Someday she would do it. Someday, she’d call him on the fact that he’d cost her her seer, freeing Jonathan from her grasp. Someday, she’d press that tender place until he broke, but for now, it was enough to keep him near. He was beautiful; solid; honorable; and as a bonus, he squirmed like a rat whenever he encountered Jonathan.
The prognosticating little prick. Someday, she’d crush Jonathan’s head – but only when there was no more future to tell.
All of these thoughts were distractions. She focused: the enemy’s home lay ahead.
“ARE YOU PREPARED?” said Notte.
Terrance looked up. He’d posed in the doorway like Gene Kelly gone rogue, all knife-slim and limber as a whip. “Yeah.”
“Be certain. You will not have help.” Notte rose. The tea was cold, the delicate bone china almost translucent in his dark hands.
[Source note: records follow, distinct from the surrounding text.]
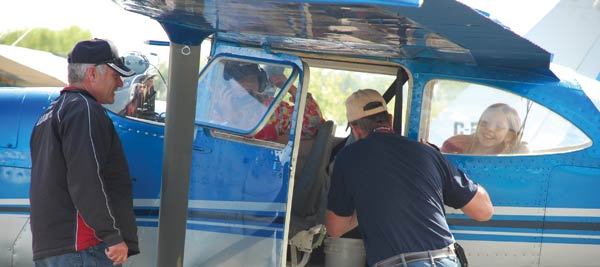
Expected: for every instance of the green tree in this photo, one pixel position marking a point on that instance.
(57, 42)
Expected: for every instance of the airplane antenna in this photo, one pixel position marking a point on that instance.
(21, 37)
(529, 104)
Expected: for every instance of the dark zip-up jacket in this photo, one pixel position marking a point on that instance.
(81, 191)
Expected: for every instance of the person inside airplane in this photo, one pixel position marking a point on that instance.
(255, 80)
(141, 98)
(498, 132)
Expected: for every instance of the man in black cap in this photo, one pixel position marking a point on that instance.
(81, 196)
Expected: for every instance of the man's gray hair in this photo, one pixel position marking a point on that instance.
(77, 71)
(370, 123)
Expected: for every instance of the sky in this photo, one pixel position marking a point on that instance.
(103, 18)
(128, 30)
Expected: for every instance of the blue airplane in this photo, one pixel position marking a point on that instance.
(209, 192)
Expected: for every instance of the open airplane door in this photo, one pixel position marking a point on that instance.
(240, 184)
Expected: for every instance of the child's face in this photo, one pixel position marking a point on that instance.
(492, 129)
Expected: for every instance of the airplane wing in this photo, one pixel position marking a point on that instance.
(28, 67)
(336, 28)
(571, 31)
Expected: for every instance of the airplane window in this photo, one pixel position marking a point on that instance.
(236, 95)
(331, 87)
(142, 96)
(497, 123)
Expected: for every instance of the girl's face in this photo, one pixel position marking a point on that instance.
(492, 129)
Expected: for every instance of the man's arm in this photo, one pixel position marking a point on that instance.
(480, 206)
(338, 225)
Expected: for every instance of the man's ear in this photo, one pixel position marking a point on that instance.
(357, 132)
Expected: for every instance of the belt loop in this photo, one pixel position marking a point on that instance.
(431, 258)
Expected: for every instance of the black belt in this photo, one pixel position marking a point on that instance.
(401, 259)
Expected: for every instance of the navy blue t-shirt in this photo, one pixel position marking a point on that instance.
(398, 188)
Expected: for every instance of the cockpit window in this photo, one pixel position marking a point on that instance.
(497, 123)
(237, 95)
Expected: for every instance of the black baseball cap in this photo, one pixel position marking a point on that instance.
(99, 51)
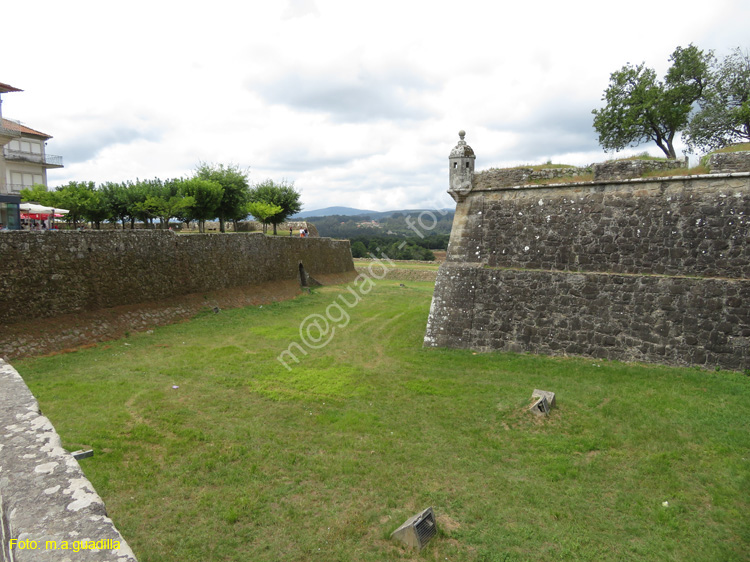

Terrance grinned. He always grinned. “Does a giant know how to pull his giant prick?”
“As always, my child, your euphemisms leave me both amused and disoriented.” Notte came around the table and put his hand on Terrance’s shoulder.
They were very different, these two.
Terrance – tall, gangly, red-haired and orange-freckled. Notte – shorter, darker skinned, beautiful in the way ancient forgotten things can be at the bottom of ocean trenches.
They shared blood. Literally, by choice. In this place, that made them family.
“Are you sure?” said Notte.
“Yeah.” A rare serious answer.
“I ask too much of you.”
“Naw.” Terrance drew the word out like taffy. “It’s the first real job you’ve given me in about a thousand years.”
“Surely not that long.” Notte walked past him, pausing to straighten a portrait that had gone awry when Ravena slammed the door.
“’Tis. Let’s see, first there was that pickpocketing thing.”
“That was when you were still human,” said Notte. The candles winked out as he passed them.
“Then there was that business with the horses,” said Terrance, counting on his fingers as he followed down the hall. “And the fire. And then those weird fairies.”
“Furies. They were Furies, caretakers of Death.”
“Whatever. They ate cotton candy and drank gin,” said Terrance.
“Cotton candy is not a thousand years old.” Notte paused, staring into the wide, blank eyes of a bust sitting on a table. It could have been anybody; art like this wasn’t specific, wasn’t personalized beyond gender. But he knew who it was. One tear – clear, in spite of diet – slid down his cheek.
“True, not a thousand,” said Terrance. “But that wasn’t really a job, either. More like babysitting.”
“Then perhaps you should revise your list,” said Notte, and resumed his slow walk, snuffing candles by his presence.